Under the hood, we can leverage ACK and cloud services to support the deployment of the ML models.
Here are how they are implemented:
- We can create and manage ACK clusters in the `create-cluster` workflow task.
We can define the ACK cluster templates in `k8s-cluster` component.
- We can use ASK as cluster resources for dev environment, which is defined in `dev-cluster` component.
Once users have evaluated the service and promoted to production, the ASK cluster will automatically scale down.
- We can use ASK for scaling up cluster resources in prod environment.
When traffic spike comes, users would have more resources automatically to create more serving instances,
which keeps the services responsive.
- We can deploy ML models to ACK@Edge to keep services running on edge-autonomous mode.

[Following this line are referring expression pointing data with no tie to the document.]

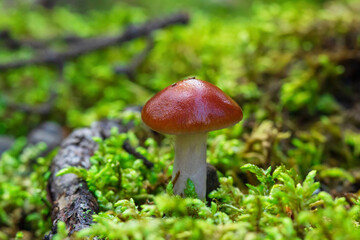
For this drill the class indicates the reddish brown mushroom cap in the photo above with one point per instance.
(190, 106)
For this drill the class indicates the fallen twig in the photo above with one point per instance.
(88, 45)
(130, 69)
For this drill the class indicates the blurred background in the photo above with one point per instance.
(293, 66)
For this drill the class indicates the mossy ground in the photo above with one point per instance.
(290, 170)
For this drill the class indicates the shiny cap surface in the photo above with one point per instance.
(190, 106)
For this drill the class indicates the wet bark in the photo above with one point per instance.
(72, 202)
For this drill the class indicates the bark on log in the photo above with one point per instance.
(71, 199)
(72, 202)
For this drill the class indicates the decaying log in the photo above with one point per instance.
(71, 199)
(72, 202)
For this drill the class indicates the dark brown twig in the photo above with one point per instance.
(92, 44)
(130, 69)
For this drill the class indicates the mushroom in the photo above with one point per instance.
(189, 109)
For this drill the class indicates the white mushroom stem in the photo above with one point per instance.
(190, 162)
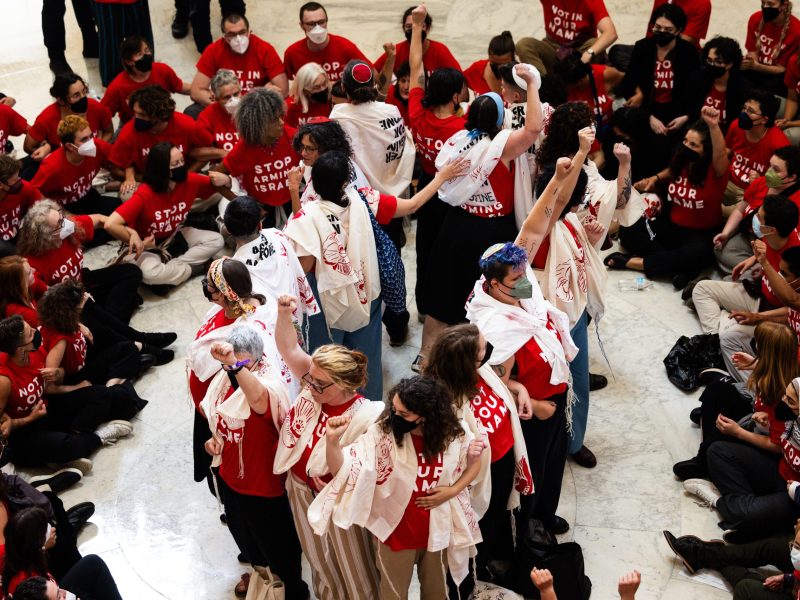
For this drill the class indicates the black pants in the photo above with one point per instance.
(90, 579)
(264, 530)
(547, 454)
(41, 442)
(674, 250)
(115, 290)
(753, 492)
(53, 12)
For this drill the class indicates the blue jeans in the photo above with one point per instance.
(579, 368)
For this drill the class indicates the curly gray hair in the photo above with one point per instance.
(259, 109)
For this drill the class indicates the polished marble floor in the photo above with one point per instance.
(160, 532)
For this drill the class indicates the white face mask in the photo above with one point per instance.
(317, 35)
(240, 43)
(232, 104)
(67, 229)
(88, 148)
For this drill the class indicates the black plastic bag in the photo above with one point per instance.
(689, 356)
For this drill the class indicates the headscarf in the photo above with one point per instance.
(218, 280)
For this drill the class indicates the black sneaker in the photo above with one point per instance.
(58, 481)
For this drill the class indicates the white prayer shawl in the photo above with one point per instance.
(382, 146)
(574, 277)
(602, 195)
(508, 328)
(523, 478)
(204, 367)
(357, 180)
(346, 259)
(275, 270)
(235, 410)
(375, 483)
(297, 432)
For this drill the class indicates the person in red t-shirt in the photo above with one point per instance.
(263, 156)
(310, 97)
(72, 98)
(773, 36)
(254, 61)
(435, 55)
(66, 174)
(218, 117)
(569, 25)
(140, 71)
(752, 139)
(331, 52)
(695, 182)
(484, 75)
(256, 506)
(148, 223)
(155, 120)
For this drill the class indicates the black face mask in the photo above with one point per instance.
(662, 38)
(319, 97)
(770, 13)
(408, 35)
(178, 174)
(401, 426)
(488, 354)
(80, 106)
(144, 64)
(142, 125)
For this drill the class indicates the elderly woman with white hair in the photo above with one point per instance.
(245, 405)
(217, 117)
(310, 95)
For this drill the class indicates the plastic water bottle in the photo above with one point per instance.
(637, 284)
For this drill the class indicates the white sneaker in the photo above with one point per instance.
(706, 491)
(112, 431)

- We can provide GPU sharing options to users by using ACK GPU sharing feature.
- We can export the logs and metrics to ARMS and display them in dashboard automatically.
## Considerations
### 1. Comparison to using Kubeflow
How is it different from traditional methods like using Kubeflow directly:
- Users using Kubeflow still needs to write a lot of scripts.
It is a challenging problem to manage those scripts.
For example, how to store them, and how to document them?
- With KubeVela, we provide a standard way to manage the these glue code.
They are managed in modules, stored as CRDs, and exposed in CUE APIs.
- Kubeflow and Kubeflow works in different levels.
Kubeflow provides low-level, atomic capabilities.
KubeVela works on higher-level APIs to simplify deployment and operations for users.